9th Coast Guard District NewsCLEVELAND — A U.S. Coast Guard rescue helicopter crew airlifted two teenagers who were adrift in Rondeau Bay this morning.

The men were walking along the shore and climbed onto a raft, which was covered by a duckblind, when the raft suddenly broke free and drifted into the bay.

Search and rescue controllers at the Coast Guard’s 9th District Command Center were contacted by personnel at Joint Rescue Coordination Centre Trenton, Ontario, at 4:51 a.m., after they received a report of two men adrift on ice in the bay. Reportedly, the men were not wearing lifejackets and had become stranded while duck hunting.

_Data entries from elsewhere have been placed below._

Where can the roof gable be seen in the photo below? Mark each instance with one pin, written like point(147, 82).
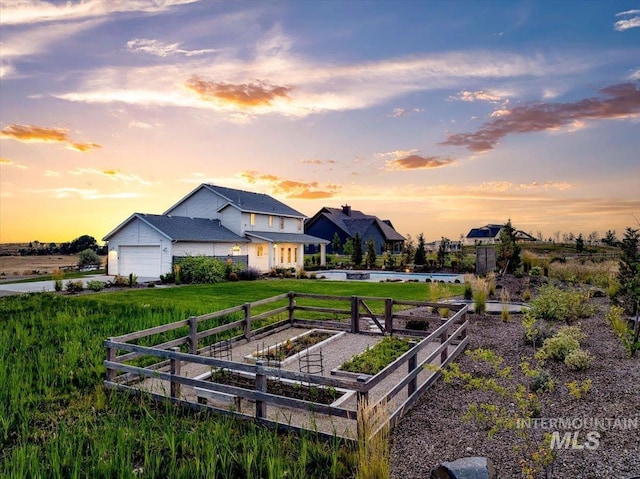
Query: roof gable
point(182, 228)
point(248, 201)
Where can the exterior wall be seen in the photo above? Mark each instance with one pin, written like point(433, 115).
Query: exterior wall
point(137, 233)
point(262, 223)
point(202, 204)
point(208, 249)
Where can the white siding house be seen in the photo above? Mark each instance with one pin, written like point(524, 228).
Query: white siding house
point(252, 228)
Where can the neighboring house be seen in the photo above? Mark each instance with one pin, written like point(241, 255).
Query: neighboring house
point(347, 222)
point(250, 228)
point(489, 234)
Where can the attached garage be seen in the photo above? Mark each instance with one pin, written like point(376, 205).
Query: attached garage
point(140, 260)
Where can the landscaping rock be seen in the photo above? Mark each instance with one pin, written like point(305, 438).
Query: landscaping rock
point(465, 468)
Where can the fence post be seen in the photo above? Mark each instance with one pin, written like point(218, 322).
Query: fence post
point(388, 315)
point(413, 363)
point(292, 304)
point(175, 371)
point(261, 386)
point(355, 315)
point(193, 335)
point(444, 354)
point(111, 356)
point(247, 321)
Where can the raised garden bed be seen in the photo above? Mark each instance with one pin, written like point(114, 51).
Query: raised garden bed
point(375, 359)
point(280, 387)
point(286, 351)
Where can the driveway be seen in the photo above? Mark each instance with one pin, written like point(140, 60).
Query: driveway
point(44, 286)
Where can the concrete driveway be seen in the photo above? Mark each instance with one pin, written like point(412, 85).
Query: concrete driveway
point(44, 286)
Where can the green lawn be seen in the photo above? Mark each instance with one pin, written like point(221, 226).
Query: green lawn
point(57, 421)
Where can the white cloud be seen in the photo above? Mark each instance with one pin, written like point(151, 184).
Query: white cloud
point(161, 49)
point(626, 24)
point(312, 87)
point(38, 11)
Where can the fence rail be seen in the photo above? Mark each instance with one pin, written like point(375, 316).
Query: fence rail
point(451, 334)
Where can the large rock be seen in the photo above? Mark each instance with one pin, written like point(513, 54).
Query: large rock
point(465, 468)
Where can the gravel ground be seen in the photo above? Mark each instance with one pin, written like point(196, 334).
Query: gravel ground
point(433, 431)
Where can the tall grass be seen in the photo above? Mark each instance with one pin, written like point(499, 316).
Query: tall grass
point(373, 441)
point(56, 420)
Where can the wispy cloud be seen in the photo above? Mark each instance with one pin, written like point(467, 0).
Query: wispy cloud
point(617, 101)
point(37, 134)
point(85, 194)
point(291, 188)
point(259, 93)
point(162, 49)
point(627, 23)
point(8, 162)
point(480, 95)
point(114, 175)
point(38, 11)
point(417, 162)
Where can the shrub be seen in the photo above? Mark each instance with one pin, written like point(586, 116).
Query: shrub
point(95, 285)
point(541, 381)
point(578, 360)
point(58, 276)
point(88, 257)
point(120, 281)
point(557, 348)
point(554, 304)
point(468, 291)
point(74, 286)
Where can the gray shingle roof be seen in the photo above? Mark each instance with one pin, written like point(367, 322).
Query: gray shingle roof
point(182, 228)
point(286, 237)
point(254, 202)
point(358, 222)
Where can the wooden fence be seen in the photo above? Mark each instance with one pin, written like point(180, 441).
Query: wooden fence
point(451, 334)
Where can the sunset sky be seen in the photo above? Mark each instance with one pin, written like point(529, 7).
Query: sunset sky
point(438, 115)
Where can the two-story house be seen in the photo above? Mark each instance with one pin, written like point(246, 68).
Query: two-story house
point(250, 228)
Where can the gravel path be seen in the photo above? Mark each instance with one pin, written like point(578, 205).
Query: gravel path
point(433, 430)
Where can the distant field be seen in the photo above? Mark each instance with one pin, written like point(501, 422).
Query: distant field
point(11, 266)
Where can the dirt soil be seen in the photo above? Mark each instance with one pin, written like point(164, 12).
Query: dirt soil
point(434, 431)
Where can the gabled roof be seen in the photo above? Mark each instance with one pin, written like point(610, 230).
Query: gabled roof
point(250, 202)
point(357, 222)
point(182, 228)
point(489, 231)
point(285, 237)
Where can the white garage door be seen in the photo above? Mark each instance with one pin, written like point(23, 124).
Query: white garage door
point(140, 260)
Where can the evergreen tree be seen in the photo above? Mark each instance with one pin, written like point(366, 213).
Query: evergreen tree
point(508, 250)
point(579, 244)
point(335, 243)
point(629, 272)
point(420, 258)
point(356, 257)
point(443, 251)
point(370, 258)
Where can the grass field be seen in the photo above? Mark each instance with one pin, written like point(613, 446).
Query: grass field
point(57, 421)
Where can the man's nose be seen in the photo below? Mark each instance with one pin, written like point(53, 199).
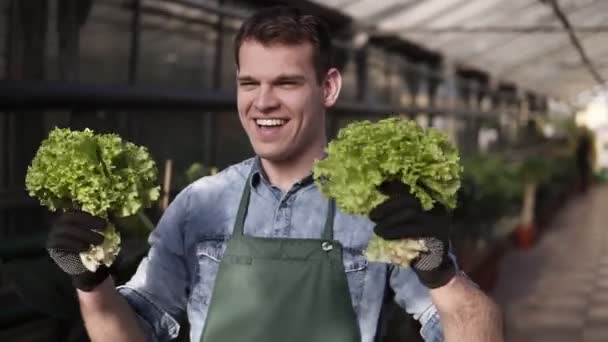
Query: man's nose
point(266, 100)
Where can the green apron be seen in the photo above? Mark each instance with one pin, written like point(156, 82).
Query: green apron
point(272, 289)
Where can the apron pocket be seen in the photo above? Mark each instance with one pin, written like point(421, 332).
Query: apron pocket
point(208, 255)
point(355, 266)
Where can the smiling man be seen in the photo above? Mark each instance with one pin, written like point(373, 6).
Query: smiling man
point(256, 253)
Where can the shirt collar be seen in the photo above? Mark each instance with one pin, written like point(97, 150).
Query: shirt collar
point(258, 174)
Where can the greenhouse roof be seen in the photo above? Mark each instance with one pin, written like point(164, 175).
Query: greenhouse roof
point(557, 48)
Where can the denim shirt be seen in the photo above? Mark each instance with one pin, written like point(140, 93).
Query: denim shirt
point(176, 278)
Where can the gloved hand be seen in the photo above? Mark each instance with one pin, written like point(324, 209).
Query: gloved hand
point(74, 232)
point(401, 217)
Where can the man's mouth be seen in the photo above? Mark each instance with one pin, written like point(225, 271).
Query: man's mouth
point(270, 122)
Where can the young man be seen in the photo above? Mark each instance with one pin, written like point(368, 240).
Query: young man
point(255, 253)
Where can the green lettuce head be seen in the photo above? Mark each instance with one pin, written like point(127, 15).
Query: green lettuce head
point(366, 154)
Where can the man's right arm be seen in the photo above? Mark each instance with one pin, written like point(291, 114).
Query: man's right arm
point(108, 316)
point(148, 306)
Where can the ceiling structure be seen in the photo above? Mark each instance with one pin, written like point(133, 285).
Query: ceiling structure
point(553, 47)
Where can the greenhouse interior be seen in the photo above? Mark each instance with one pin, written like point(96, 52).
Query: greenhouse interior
point(518, 88)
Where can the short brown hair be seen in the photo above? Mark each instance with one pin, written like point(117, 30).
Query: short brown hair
point(289, 26)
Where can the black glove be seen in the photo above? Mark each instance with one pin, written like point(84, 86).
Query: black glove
point(401, 217)
point(74, 232)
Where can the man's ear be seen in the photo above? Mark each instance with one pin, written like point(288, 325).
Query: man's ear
point(331, 87)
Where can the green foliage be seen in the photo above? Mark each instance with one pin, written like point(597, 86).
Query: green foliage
point(100, 174)
point(491, 188)
point(365, 154)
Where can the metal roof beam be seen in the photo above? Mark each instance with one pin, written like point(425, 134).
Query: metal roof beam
point(505, 29)
point(574, 39)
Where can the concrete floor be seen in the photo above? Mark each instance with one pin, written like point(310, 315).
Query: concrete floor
point(557, 291)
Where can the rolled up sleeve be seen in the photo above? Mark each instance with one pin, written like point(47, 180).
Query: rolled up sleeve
point(415, 299)
point(158, 289)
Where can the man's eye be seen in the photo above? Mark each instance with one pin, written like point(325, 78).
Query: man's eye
point(288, 84)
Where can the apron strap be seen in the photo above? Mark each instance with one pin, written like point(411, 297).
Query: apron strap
point(328, 231)
point(239, 224)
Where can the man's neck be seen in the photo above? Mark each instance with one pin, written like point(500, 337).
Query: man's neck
point(285, 174)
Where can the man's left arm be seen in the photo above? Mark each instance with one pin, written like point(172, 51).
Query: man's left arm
point(466, 313)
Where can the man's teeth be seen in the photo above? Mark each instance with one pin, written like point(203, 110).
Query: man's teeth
point(270, 122)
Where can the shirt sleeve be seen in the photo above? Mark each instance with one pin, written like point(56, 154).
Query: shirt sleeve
point(415, 299)
point(158, 290)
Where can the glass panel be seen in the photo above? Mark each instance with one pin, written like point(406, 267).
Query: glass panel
point(377, 76)
point(177, 45)
point(3, 37)
point(231, 144)
point(105, 44)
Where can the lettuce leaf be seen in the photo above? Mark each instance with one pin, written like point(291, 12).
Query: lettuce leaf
point(365, 154)
point(97, 173)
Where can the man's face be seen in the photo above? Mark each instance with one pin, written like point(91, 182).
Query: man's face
point(280, 102)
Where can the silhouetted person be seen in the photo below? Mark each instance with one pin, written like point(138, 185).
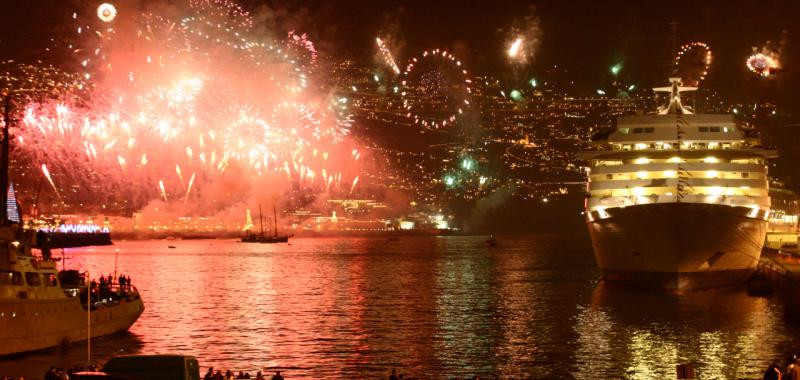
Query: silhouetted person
point(792, 370)
point(51, 373)
point(773, 372)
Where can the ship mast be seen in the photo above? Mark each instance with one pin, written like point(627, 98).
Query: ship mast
point(4, 157)
point(261, 219)
point(275, 220)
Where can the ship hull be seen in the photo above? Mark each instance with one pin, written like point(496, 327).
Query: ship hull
point(30, 325)
point(678, 245)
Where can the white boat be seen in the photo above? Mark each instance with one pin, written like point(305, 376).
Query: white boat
point(677, 199)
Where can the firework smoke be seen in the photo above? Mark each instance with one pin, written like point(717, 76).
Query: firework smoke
point(189, 89)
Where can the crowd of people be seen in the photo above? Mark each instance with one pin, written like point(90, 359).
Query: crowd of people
point(229, 375)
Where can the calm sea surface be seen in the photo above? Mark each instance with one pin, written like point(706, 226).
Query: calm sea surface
point(432, 307)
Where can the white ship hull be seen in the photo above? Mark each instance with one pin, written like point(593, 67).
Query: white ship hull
point(678, 245)
point(35, 324)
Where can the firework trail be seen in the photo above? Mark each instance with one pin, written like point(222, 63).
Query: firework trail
point(191, 90)
point(387, 55)
point(50, 179)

A Coast Guard Air Station Detroit aircrew was directed to launch aboard an MH-65C Dolphin rescue helicopter. Arriving on scene at 6:21 a.m., the aircraft’s rescue swimmer was lowered to the raft and both men were airlifted into the helicopter.

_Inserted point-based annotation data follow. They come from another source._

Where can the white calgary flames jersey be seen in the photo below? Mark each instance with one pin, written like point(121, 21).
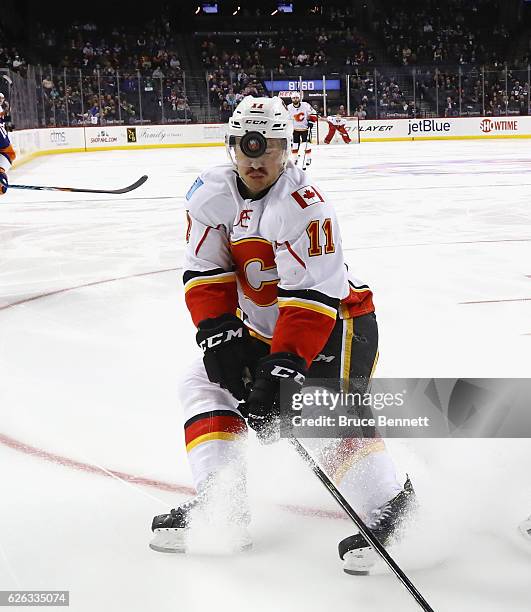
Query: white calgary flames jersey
point(278, 259)
point(337, 121)
point(300, 115)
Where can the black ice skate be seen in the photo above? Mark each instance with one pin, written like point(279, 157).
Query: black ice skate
point(172, 531)
point(385, 523)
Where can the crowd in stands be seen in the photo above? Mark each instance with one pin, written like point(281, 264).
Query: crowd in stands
point(10, 55)
point(113, 76)
point(453, 32)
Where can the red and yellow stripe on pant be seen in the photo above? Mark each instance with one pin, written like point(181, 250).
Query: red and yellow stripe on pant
point(214, 425)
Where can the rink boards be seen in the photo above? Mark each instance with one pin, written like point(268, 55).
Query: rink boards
point(31, 143)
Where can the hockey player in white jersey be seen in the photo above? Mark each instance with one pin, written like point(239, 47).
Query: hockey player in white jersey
point(7, 153)
point(304, 118)
point(269, 292)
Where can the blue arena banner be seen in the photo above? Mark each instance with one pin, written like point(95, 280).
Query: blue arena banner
point(305, 85)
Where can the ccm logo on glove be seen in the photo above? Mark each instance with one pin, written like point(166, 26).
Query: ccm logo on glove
point(217, 339)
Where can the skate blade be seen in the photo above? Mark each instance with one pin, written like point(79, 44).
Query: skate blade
point(359, 562)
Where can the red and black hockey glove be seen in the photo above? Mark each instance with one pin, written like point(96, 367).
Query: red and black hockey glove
point(277, 378)
point(227, 348)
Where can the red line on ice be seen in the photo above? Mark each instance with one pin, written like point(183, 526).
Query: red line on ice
point(498, 301)
point(91, 284)
point(27, 449)
point(33, 451)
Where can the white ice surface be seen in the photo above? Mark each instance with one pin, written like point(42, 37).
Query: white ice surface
point(89, 375)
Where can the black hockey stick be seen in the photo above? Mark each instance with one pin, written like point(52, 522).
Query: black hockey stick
point(364, 530)
point(127, 189)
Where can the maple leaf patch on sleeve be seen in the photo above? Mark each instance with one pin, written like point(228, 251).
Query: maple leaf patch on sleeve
point(306, 196)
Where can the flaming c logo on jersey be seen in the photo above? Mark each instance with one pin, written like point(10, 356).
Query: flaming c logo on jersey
point(256, 269)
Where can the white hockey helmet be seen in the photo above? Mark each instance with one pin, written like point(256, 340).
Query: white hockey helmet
point(254, 122)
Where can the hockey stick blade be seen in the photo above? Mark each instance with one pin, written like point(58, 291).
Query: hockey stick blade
point(364, 530)
point(127, 189)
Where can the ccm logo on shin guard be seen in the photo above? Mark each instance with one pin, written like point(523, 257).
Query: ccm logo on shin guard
point(283, 372)
point(220, 338)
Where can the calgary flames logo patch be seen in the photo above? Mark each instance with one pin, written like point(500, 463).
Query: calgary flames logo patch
point(306, 196)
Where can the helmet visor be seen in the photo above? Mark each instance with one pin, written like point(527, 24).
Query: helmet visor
point(253, 148)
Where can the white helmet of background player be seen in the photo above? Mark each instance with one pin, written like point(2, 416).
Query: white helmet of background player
point(259, 140)
point(296, 98)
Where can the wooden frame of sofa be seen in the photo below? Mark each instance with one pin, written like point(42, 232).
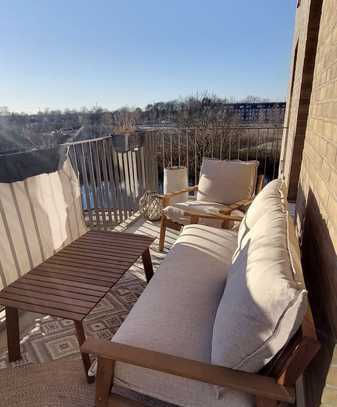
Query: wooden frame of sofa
point(224, 215)
point(274, 384)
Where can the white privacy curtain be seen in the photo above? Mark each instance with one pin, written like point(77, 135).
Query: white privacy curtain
point(38, 216)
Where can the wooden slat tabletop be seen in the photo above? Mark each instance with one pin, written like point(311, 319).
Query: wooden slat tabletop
point(70, 283)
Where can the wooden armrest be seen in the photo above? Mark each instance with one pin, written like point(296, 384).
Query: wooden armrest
point(166, 197)
point(217, 375)
point(243, 204)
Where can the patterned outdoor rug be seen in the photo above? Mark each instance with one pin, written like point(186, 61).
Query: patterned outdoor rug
point(55, 384)
point(48, 338)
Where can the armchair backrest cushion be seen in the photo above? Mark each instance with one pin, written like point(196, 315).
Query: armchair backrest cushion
point(272, 196)
point(227, 182)
point(265, 300)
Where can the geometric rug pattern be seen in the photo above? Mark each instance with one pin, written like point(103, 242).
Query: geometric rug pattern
point(49, 338)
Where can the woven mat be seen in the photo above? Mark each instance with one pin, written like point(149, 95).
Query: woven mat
point(55, 384)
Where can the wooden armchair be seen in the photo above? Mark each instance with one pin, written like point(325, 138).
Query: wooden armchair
point(275, 384)
point(224, 216)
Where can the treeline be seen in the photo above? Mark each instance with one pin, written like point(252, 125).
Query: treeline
point(20, 131)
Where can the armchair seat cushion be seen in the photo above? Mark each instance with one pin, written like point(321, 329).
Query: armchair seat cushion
point(176, 212)
point(175, 315)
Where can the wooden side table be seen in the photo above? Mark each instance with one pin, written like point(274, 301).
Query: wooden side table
point(71, 283)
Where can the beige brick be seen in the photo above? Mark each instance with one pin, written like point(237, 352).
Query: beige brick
point(325, 171)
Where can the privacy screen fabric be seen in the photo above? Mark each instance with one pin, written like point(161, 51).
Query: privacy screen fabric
point(38, 216)
point(19, 166)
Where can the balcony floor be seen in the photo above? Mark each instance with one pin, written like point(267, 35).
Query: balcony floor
point(45, 338)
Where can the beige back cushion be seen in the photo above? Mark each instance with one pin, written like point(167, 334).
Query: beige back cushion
point(272, 196)
point(38, 216)
point(265, 299)
point(227, 182)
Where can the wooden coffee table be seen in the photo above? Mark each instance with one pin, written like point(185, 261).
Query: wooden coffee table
point(70, 283)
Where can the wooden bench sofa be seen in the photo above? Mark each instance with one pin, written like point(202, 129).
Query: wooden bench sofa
point(224, 322)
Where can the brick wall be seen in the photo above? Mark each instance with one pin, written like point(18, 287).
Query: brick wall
point(310, 169)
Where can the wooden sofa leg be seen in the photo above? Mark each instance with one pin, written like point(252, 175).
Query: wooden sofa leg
point(104, 381)
point(162, 233)
point(262, 402)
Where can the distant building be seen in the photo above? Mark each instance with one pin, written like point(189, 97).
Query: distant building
point(265, 112)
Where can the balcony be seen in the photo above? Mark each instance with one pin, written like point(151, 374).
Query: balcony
point(112, 181)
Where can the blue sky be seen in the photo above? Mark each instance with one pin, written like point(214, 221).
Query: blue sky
point(73, 53)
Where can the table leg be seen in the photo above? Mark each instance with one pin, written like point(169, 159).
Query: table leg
point(13, 334)
point(85, 356)
point(147, 262)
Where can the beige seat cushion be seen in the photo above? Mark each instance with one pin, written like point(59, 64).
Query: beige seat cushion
point(176, 212)
point(227, 182)
point(264, 301)
point(175, 315)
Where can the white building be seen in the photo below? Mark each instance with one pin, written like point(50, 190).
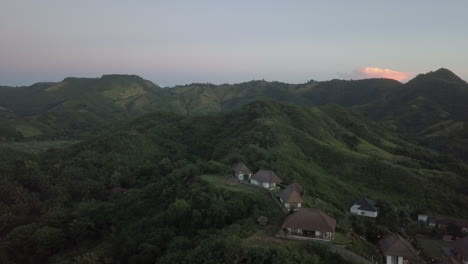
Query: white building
point(291, 196)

They were taken to Chatham Airport, where they were turned over to awaiting EMS.

“This case is just a perfect example of our bi-national collaboration and cooperation with our Canadian partners,” said Capt. Stephen Torpey, chief of response for the 9th Coast Guard District.

“Working together, the Canadian Coast Guard, U.S. Coast Guard, and Ontario Provincial Police were able to put the right emergency response asset, complete with a crew with the right capabilities, at the scene, which allowed us to successfully reach these boys and get them home.”

With unusually warm temperatures this winter in the Great Lakes region, people who plan to recreate on or near the water should monitor the weather and ensure they have all the recommended safety gear.  When venturing out, a person should think I.C.E. as a precaution:

Intelligence — know the weather and ice conditions, know where you are going, and know how to call for help. Never go out alone.

Clothing — have the proper clothing to prevent hypothermia. Wear a waterproof exposure suit and a life preserver.

Equipment — have the proper equipment. Carry two ice picks or screwdrivers, in case you fall in. Use these items to dig into the ice and pull yourself out. They are more effective than bare hands! Carry a whistle or noise maker to alert people that you are in distress. Carry a cellular phone or marine band radio in a waterproof container so that you can call for help if you come across trouble.